# I LOVE MY NISSAN!



## Daki_One (Mar 23, 2009)

There's a Northwest nissan meet coming up on the 29th of March at Golden Gardens park in Seattle. Its gonna go on from 10am to 3pm.  Its a real nice location with a beautiful view. This is for all the northwest heads. 

Heres some pictures from golden gardens park:











And heres some pictures from the meet last year:















hope to see many of you there. :thumbup:


----------



## jedi32277 (Apr 28, 2009)

ah the skylines, sexiest car ever made.

<---- my 85 300zx


----------



## ccssk8ter11 (Apr 28, 2009)

Thats a pretty good lookin s14, which car is yours?


----------



## fuglychick21 (Dec 26, 2009)

Diddo on the Nissan!!  Here's my 350!!


----------



## Tyger (Feb 1, 2010)

fuglychick21 said:


> Diddo on the Nissan!!  Here's my 350!!



Have you tried taking the same shoot with the shutter open a little longer?  Pace the car and lock the camera on your 350.


----------



## PatrickHMS (Feb 2, 2010)

When I got my first Nissan, they called them a Datsun, 1970 240Z, then got a 1973 that I ran into the ground, it had well over 200,000 miles on it when I finally sold it. Back then you could get a brand new Z-car for around $3,500.00...lol

I have tons of photos taken during the early-to-mid 1970's, including shots of Paul Newman driving a Z-Car for Bob Sharp at Road Atlanta - if I could ever find the box they are packed away in.


----------



## DemonAstroth (Feb 2, 2010)

I really enjoyed my G20 and if it wasn't for living in rust-country, I would have gladly dropped another engine (SR20VE), when the stock one died.

Unfortunately, G35's are too expensive for me and 350z's styling is too unappealing and IMHO even tacky.  So i went the german route and I have an Audi TT 6 speed now.

Looking forward to pictures of the cars though!


----------



## Restomage (Feb 2, 2010)

Nice ride, I'm hoping to pick up one of these after college:


----------



## Hybrid Designz (Feb 2, 2010)

i love nissan! but i did the truck thing  89 Nissan d21(hardbody) with airride and the whole shabang   i miss it a ton.


----------



## twozero (Feb 2, 2010)

DemonAstroth said:


> I really enjoyed my G20 and if it wasn't for living in rust-country, I would have gladly dropped another engine (SR20VE), when the stock one died.

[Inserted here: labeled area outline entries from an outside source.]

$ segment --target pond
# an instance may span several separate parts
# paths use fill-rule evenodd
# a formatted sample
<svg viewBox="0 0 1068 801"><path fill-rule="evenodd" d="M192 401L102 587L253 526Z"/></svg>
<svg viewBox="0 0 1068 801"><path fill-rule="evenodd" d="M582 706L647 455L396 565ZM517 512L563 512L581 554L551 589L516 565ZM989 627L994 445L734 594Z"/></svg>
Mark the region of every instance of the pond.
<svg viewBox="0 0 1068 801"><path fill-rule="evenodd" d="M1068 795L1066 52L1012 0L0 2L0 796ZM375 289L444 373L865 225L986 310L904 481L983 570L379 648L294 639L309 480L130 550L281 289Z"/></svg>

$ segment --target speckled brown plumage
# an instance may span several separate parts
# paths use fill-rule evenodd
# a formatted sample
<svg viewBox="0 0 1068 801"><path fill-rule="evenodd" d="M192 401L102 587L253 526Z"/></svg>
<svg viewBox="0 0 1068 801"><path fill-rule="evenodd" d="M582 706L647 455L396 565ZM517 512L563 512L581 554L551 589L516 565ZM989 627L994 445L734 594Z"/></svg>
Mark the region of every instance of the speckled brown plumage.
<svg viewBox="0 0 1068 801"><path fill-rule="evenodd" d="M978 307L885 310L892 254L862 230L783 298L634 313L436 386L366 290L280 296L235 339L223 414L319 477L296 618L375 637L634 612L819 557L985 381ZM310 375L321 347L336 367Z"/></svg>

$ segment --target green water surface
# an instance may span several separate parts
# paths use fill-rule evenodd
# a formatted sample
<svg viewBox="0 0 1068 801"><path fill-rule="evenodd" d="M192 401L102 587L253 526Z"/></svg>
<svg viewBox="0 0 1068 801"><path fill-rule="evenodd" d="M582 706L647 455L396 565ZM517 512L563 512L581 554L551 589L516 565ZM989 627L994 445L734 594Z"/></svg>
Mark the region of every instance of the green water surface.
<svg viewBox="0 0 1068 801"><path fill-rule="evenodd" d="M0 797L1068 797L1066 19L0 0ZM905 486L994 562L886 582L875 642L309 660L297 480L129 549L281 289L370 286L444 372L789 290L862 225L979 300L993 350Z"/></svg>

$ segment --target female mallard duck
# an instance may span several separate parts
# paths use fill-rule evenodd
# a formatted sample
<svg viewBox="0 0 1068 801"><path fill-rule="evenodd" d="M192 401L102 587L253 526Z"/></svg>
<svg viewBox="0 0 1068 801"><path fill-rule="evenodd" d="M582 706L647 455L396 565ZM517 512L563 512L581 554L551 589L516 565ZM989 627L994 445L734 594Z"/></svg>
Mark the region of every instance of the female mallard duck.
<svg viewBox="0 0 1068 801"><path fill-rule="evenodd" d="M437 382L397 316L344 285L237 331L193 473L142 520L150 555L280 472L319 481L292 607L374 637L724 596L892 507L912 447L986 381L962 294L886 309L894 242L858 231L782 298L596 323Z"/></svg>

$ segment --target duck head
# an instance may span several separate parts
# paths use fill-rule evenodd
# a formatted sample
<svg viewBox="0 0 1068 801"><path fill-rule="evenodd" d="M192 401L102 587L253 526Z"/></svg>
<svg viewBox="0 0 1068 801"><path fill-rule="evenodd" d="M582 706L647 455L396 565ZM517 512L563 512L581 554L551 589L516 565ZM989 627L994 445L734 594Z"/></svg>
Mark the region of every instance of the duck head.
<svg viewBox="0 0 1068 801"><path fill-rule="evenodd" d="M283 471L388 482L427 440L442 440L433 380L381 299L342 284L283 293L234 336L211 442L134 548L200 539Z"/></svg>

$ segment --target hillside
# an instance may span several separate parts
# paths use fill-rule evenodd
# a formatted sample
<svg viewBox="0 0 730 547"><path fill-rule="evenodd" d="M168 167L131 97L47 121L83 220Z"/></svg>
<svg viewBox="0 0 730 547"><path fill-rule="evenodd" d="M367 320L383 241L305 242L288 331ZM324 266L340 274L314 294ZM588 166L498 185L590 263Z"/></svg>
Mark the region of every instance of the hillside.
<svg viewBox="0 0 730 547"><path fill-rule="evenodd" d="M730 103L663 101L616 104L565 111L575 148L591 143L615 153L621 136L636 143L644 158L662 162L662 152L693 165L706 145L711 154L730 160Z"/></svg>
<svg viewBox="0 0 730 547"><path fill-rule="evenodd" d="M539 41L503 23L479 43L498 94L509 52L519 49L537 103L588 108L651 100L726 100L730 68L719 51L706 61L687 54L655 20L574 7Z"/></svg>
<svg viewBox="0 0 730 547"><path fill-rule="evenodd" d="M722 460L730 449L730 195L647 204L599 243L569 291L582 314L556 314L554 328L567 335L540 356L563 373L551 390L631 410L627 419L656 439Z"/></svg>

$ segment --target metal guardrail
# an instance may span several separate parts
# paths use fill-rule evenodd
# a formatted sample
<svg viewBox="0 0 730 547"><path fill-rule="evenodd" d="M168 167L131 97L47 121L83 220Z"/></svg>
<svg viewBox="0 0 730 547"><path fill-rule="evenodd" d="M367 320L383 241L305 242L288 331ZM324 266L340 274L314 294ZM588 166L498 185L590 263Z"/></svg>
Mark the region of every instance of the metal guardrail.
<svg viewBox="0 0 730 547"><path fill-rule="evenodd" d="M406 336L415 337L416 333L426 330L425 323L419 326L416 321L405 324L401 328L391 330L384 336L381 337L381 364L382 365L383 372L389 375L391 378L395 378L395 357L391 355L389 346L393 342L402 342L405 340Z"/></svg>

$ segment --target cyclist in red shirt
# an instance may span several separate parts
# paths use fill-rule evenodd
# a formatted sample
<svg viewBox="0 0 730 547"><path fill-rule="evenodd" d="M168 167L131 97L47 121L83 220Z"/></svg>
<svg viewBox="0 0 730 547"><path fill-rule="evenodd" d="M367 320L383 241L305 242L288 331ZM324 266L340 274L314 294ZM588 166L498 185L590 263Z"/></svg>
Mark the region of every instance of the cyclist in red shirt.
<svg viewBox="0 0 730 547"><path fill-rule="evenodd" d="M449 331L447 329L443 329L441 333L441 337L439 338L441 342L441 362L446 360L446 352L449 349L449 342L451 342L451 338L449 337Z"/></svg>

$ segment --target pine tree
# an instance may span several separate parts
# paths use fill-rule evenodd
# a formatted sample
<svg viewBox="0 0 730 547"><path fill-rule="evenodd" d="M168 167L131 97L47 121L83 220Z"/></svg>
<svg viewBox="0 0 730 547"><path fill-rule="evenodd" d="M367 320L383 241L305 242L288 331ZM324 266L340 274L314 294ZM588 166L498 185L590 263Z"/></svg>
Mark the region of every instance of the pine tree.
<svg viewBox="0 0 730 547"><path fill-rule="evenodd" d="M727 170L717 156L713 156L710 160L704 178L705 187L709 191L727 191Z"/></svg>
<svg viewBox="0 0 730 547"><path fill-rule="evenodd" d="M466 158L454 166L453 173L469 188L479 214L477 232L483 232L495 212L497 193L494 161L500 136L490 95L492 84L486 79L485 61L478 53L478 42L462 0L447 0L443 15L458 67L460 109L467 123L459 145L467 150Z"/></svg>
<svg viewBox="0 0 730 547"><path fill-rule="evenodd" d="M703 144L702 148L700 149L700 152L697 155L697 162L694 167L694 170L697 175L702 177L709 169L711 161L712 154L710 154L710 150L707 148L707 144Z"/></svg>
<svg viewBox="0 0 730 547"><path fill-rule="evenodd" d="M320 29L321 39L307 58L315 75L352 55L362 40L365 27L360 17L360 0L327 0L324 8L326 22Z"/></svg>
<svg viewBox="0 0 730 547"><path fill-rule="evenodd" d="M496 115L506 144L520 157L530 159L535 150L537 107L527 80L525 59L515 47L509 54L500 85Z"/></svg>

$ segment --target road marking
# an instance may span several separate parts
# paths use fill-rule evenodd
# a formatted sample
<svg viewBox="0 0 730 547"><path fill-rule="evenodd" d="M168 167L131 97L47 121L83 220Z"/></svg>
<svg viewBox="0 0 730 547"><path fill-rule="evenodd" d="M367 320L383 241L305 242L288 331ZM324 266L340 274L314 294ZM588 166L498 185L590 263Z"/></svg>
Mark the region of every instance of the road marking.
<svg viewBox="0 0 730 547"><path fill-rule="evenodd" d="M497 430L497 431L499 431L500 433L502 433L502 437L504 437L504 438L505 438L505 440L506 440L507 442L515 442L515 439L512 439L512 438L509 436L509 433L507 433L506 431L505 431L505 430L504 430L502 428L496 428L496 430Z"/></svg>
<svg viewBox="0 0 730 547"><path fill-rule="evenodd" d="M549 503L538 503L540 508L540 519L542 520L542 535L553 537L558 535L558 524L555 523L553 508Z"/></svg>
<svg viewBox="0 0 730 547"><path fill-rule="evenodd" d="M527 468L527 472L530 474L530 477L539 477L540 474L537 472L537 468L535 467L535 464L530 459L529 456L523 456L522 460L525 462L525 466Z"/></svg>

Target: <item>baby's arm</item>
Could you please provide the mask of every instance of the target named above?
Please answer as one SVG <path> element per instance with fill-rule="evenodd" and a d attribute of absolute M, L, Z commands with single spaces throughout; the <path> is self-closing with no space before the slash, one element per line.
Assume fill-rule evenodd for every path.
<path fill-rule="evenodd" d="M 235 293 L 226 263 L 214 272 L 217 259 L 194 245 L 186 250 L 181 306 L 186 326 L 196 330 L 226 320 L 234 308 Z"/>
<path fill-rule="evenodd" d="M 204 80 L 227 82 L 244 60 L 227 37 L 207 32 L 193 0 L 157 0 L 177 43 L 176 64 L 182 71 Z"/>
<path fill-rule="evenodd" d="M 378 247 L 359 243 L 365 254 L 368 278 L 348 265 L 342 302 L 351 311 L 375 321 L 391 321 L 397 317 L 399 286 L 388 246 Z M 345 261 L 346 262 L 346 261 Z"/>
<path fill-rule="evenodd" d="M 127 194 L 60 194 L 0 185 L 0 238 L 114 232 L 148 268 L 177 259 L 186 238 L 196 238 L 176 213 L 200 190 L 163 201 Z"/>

I love G20s. I had a '94 G20t and drove it til it had almost 200,000 miles. Then I got hit and totalled the car. Replaced it with a 95 non t-model. drove it for another 80,000 or so. I used to frequent g20.net back in the day.

Then I jumped on the 240 bandwagon. (so much fun!)


----------



## Dominantly (Feb 2, 2010)

Tyger said:


> fuglychick21 said:
> 
> 
> > Diddo on the Nissan!!  Here's my 350!!
> ...


I doubt that car was moving, it looks like a PS blur. Look right above the roof of the car.



jedi32277 said:


> ah the* skylines, sexiest car ever made*.
> 
> <---- my 85 300zx


Why such low standards?


----------